I live out of a car with my dog. I'm a nomad, so I know this more than most. Change of scenery distracts for a bit. Getting down the road is a task that keeps one preoccupied and engaged, while you're moving. But does it change one's core social relationships? Nope. When one isn't an extrovert, it distances oneself from people. I need tons and tons of tmie to form bonds with people. I am not likely to just show up somewhere and "make friends". I know that if I personally keep "on the go", I'm going to end up lonely and miserable. I'm glad I've got the dog! He keeps me in a lower bound of sanity, at least we've always got each other.
My social networks (friends and family), and my life goals, are the 2 things that keep me from succumbing to Nihilsm and suicide.
Formulating life goals is difficult. Nevertehless I have them, and I'm not planning to lose them. Sometimes, one gets lost anyways. When you are lost, you don't know you are lost. Eventually you notice that you're lost, it becomes a conscious thing for you. At that point, you need to focus your efforts at getting found. Getting back on track again. DO NOT beat yourself up that you got lost. It happens, it is an inevitable part of life. Lots of shit and "incoming" happens in life that will distract you, from whatever you thought your task or mission was supposed to be. Just recognize that you've been floundering, then try to pull yourself out of it and move forwards again.
Life will inevitably be 2 steps forward, 1 step back, for anyone with a brain big enough to actually contemplate it.
Life is like a giant fractal mitochondrial maze. Huge surface area. You get to explore a tiny part of it. Then you die. This is depressing.
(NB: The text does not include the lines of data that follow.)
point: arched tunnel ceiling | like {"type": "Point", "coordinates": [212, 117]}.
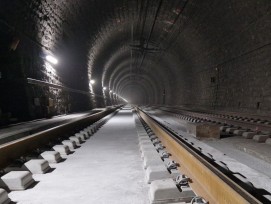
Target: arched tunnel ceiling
{"type": "Point", "coordinates": [163, 44]}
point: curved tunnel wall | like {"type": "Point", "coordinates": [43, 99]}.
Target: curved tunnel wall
{"type": "Point", "coordinates": [204, 54]}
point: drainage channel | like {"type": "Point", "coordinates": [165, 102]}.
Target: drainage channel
{"type": "Point", "coordinates": [44, 153]}
{"type": "Point", "coordinates": [210, 181]}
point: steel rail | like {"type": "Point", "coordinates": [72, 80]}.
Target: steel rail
{"type": "Point", "coordinates": [207, 180]}
{"type": "Point", "coordinates": [17, 148]}
{"type": "Point", "coordinates": [242, 124]}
But at least the human brain is capable of storing, mirroring, and analyzing a tremendous amount of this life complexity around us. The ability of the brain to do so much, is what gives me hope for the human condition. For the sentient condition.
I am atheist. I do not believe in any gods or afterlife. When you die, that's it. You're done. Sometimes that terrifies me. One coping mechanism is to not dwell on it much. Another is the small consolation that some forms of death, you might not see coming overly much. So you may not actually end up spending a lot of time mentally suffering and dwelling upon them. Like if someone just randomly shoots me, that's not the worst death someone could have, as it'll be random out of the blue and over quickly. You won't have a lot of time to contemplate all the experiences you'll be missing. You'll just be toast, it'll be over with.
The worst kind of death would probably be long, protracted, and painful, with lots of time to think about how miserable you are. Fortunately my life doesn't look anything like that right now. So I can enjoy
the fact that my life doesn't suck hard like that. I'm not in a war zone. I'm not getting bombed. I've got food on the table. I'm not being tortured for speaking my mind. I don't have to fear a death squad bagging me in the middle of the night and making me dig my own grave.
While I am alive, I have the power to Choose. This is the core of Existentialism. I have the power to choose, and I am responsible for my choices. To some extent my choices affect those around me, and as I choose for myself, I am often choosing for others. If it is good enough for me, it is good enough for you.
Sometimes I try to measure my life based on what effect I'm having on society. How much influence my life choices will have after I'm dead. Other times I don't think this is so important, or at least, is a bit of a fantasy. I have no control over what actually happens after I am dead. I can only try to make a model, perform some action, and then hope it helps.